Since a decentralized system by its architecture is an automated software complex that does not require a person to maintain it, human participation should be maximally automated, systematized and reduced to a decentralized governance.
In society today, social networks have become some of the most popular online platforms with by far the most online domination over every aspect of life. These have become the public squares where people spend their time chatting with friends, sharing content, and publishing information.
When people have the opportunity to upload and download content freely and to leverage the powerful reach offered by platforms, this can lead to unwanted or unintended consequences, such as spam, propaganda, violence, etc., which require platform moderation and/or removal.

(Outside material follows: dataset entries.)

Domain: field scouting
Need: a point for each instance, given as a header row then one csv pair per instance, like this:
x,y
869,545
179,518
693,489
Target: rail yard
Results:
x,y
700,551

Therefore, any system that involves the storage and publication of video and other content requires a moderator and decentralized systems are no exception to this factor.

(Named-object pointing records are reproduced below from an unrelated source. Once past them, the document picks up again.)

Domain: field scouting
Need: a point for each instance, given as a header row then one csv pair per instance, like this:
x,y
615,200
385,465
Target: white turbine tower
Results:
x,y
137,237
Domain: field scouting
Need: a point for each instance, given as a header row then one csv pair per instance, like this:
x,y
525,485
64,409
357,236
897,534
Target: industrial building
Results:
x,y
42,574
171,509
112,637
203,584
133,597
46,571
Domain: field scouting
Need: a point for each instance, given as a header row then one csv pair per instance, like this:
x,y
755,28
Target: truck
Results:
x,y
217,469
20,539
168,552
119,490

Since a decentralized system, by its architecture, is an automated software complex that does not require a person to maintain it, human participation should be maximally automated, systematized and reduced to a decentralized governance.

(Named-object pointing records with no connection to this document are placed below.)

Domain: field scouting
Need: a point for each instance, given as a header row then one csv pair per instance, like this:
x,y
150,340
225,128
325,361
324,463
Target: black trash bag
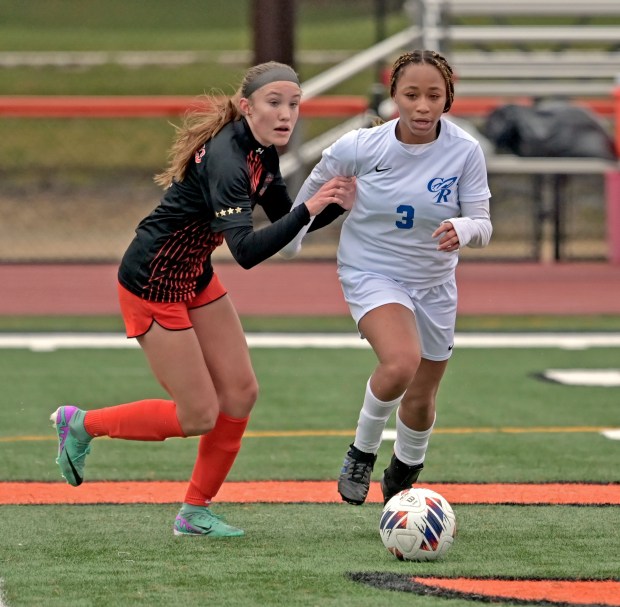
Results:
x,y
551,128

Content moderation in BitOrbit will be fully provided to, and maintained by, community and validators that are selected by stakeholders.
When an individual or collection of user mark content on BitOrbit as “undesirable”, it immediately goes before the committee for review. The committee consists of 19 validators who moderate the content and receive rewards in VLX currency for their work.
The Committee will verify the content and, in any case of violations of our BitOrbit Terms of Service, will remove it from public access.
An example of a rule in action under BitOrbit:
- Sexual content = rejected
- Manifestation of violence = rejected
- References to terrorism = rejected
To help and assist our validators and process automation we are providing an AI module that is capable of processing any and all pictures and video processed through BitOrbit before assigning an appropriate label to the content. When our AI module receives notification of rejected content, it retrains itself to improve the labeling rules through the future. By the time of the public release, the algorithm will be trained to identify 95% of the problems in automated mode to minimize the involvement of validator.
Each validator will be able to independently integrate the AI module and make progress in moderation to improve its rating in the future.